Bioprinter Seamlessly 3D-Prints Nose Cartilage In 16 Minutes, Offers Improved Reconstructive Surgery
Researchers have developed a way to 3D-print nose cartilage that is able to grow with a patient’s body over time, an improved procedure to assist in reconstructive surgery on an injured nose. The method was developed by a research team from ETH Zurich’s Cartilage Engineering and Regeneration laboratory.
When a person arrives to the hospital with a smashed nose, doctors would create a digital 3D-model, then remove cartilage cells from a certain part of their body (knee, ear, or even the nose — whatever’s left of it). These cells are then combined with biopolymers, which are polymers produced by living things and are able to bond and congeal together to create bigger structures. Biopolymers are used to shape the cells when they’re placed into the nose, but the body will be able to break them down, essentially merging the transplant into the body quite seamlessly.

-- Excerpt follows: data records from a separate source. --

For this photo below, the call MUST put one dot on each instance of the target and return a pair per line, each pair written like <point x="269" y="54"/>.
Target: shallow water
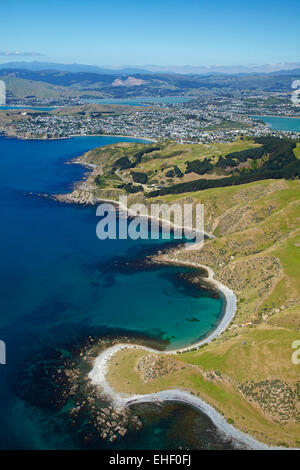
<point x="59" y="284"/>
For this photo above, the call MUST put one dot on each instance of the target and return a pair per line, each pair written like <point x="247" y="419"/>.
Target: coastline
<point x="19" y="137"/>
<point x="98" y="373"/>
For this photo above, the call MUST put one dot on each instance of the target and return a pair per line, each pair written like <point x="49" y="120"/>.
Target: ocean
<point x="60" y="286"/>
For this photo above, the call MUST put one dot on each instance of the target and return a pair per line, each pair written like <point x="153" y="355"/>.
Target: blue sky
<point x="114" y="32"/>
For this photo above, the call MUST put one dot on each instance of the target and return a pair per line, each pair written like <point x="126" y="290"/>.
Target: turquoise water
<point x="281" y="123"/>
<point x="60" y="284"/>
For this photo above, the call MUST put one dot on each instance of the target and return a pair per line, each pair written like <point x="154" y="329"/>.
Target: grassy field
<point x="247" y="373"/>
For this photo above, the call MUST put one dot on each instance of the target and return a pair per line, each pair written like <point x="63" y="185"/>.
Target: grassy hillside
<point x="247" y="373"/>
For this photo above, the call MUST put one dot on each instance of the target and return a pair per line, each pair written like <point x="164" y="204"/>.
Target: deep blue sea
<point x="59" y="284"/>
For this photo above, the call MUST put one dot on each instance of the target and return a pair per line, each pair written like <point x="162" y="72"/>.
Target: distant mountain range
<point x="285" y="69"/>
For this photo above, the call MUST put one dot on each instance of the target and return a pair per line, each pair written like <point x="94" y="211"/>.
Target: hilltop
<point x="247" y="373"/>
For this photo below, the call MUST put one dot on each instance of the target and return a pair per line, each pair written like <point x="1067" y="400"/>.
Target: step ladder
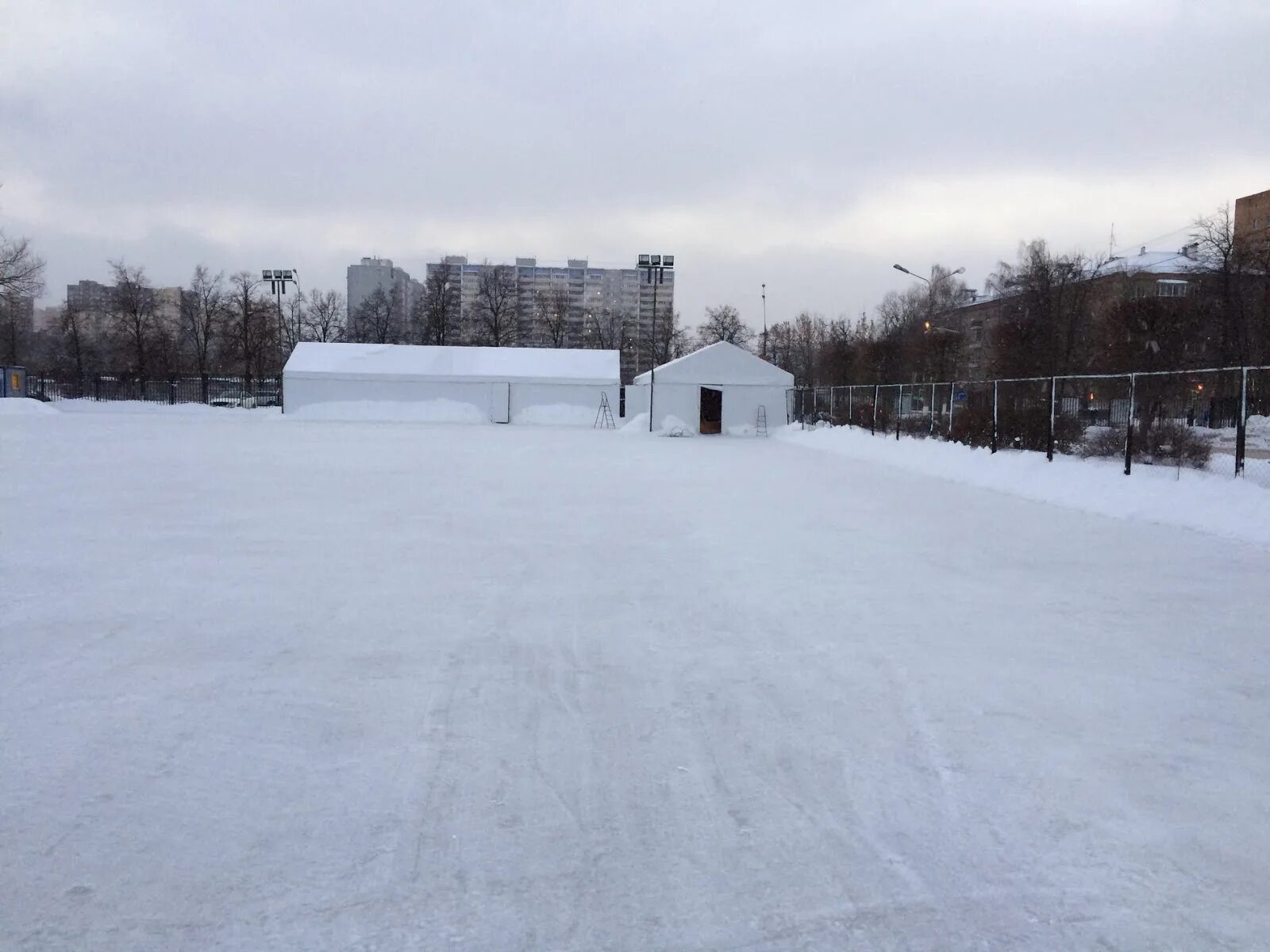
<point x="605" y="416"/>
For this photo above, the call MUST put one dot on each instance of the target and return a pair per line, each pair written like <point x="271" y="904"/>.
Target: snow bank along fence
<point x="241" y="391"/>
<point x="1153" y="416"/>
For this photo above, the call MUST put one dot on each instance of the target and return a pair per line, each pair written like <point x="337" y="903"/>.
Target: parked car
<point x="243" y="400"/>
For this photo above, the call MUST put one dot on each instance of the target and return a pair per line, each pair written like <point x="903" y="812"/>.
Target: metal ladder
<point x="605" y="416"/>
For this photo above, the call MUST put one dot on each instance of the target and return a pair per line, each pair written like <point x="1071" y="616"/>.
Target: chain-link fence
<point x="1185" y="418"/>
<point x="215" y="390"/>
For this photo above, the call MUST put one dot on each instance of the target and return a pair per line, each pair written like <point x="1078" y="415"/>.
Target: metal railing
<point x="221" y="390"/>
<point x="1064" y="414"/>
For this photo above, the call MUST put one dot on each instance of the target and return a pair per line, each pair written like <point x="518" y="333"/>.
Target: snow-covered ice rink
<point x="270" y="685"/>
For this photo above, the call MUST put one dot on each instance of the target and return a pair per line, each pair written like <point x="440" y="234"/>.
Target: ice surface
<point x="368" y="687"/>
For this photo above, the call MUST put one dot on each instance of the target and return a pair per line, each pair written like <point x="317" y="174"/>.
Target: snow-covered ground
<point x="271" y="685"/>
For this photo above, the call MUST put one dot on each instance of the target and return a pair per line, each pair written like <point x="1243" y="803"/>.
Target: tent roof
<point x="722" y="363"/>
<point x="452" y="363"/>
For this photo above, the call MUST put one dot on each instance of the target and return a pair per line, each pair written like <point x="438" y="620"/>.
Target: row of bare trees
<point x="215" y="324"/>
<point x="1049" y="314"/>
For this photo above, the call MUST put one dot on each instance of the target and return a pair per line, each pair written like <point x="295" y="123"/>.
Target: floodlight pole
<point x="653" y="266"/>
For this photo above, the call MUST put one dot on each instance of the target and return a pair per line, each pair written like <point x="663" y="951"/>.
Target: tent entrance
<point x="501" y="397"/>
<point x="711" y="410"/>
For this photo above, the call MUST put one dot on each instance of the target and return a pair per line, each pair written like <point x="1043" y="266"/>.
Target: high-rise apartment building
<point x="379" y="274"/>
<point x="609" y="308"/>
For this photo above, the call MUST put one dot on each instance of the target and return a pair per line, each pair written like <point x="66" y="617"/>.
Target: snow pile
<point x="440" y="410"/>
<point x="1200" y="501"/>
<point x="22" y="406"/>
<point x="1257" y="432"/>
<point x="558" y="416"/>
<point x="86" y="405"/>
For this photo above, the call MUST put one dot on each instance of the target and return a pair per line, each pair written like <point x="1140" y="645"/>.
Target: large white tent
<point x="718" y="389"/>
<point x="448" y="384"/>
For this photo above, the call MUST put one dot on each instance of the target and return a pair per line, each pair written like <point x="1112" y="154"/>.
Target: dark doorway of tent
<point x="711" y="410"/>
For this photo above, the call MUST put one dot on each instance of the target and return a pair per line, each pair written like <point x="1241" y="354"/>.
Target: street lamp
<point x="653" y="267"/>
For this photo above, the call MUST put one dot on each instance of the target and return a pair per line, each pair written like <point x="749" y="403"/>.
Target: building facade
<point x="380" y="274"/>
<point x="607" y="308"/>
<point x="1253" y="217"/>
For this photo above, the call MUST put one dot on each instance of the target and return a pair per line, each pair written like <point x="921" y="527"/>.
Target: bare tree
<point x="133" y="313"/>
<point x="205" y="308"/>
<point x="552" y="309"/>
<point x="495" y="306"/>
<point x="75" y="336"/>
<point x="724" y="324"/>
<point x="249" y="321"/>
<point x="22" y="271"/>
<point x="670" y="338"/>
<point x="295" y="309"/>
<point x="325" y="315"/>
<point x="437" y="310"/>
<point x="379" y="319"/>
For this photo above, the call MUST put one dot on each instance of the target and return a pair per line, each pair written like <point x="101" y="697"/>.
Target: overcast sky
<point x="803" y="145"/>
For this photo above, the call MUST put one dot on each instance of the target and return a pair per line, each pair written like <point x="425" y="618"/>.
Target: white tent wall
<point x="741" y="404"/>
<point x="454" y="385"/>
<point x="562" y="404"/>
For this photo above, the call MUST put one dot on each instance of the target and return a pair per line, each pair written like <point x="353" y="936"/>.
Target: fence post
<point x="994" y="416"/>
<point x="1049" y="435"/>
<point x="1128" y="436"/>
<point x="1241" y="435"/>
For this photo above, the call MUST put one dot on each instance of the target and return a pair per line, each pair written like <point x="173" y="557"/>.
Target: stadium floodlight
<point x="654" y="266"/>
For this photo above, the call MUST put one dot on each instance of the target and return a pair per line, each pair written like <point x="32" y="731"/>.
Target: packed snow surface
<point x="25" y="406"/>
<point x="1208" y="501"/>
<point x="279" y="685"/>
<point x="440" y="410"/>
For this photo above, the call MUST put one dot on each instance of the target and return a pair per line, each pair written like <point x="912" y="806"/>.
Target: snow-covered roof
<point x="452" y="363"/>
<point x="722" y="363"/>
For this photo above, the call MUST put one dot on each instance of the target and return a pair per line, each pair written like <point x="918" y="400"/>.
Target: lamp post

Ultimately, the cartilage transplant would be the same as the original cartilage. “We hope that in the future our technology could be used to overcome the need for cartilage donor tissue,” Matti Kesti, an author of the study, told Engadget. “The bioprinted cartilage piece could be printed based on the patient defect and need so that the personalized shape and size is regained.”
The authors argue that this procedure would ultimately be an improved version of the current way doctors handle cartilage transplants. Today, doctors take cartilage cells from a patient with a knee injury, for example, then cultivate them on hydrogel bands and sew them into the injured part of the knee. But this approach, known as two-dimensional cell growth, isn’t ideal, because it “lacks key spatial information for the future functioning of the patient’s joint,” the press release states. “The cells therefore form scar-like tissue instead of cartilage mass.”
3D-printing cartilage, on the other hand, would allow the cells to seamlessly grow together and retain their original function and features. The printer deposits layers of the biopolymers with ultimate precision and only takes 16 minutes.
But the researchers have some way to go before they can bring this procedure to a clinical setting; first, they have to test it out in large animals — these studies may occur this year.
“While there’s a great deal of hype around bioprinting at the moment, our research is a long way from offering things that are already being promised today,” Marcy Zenobi-Wong, a professor and the head of Kesti’s research group, said in the press release. “Our expertise is in cartilage, probably the easiest bodily tissue for bioprinting, but even today we know that this is anything but easy to print.”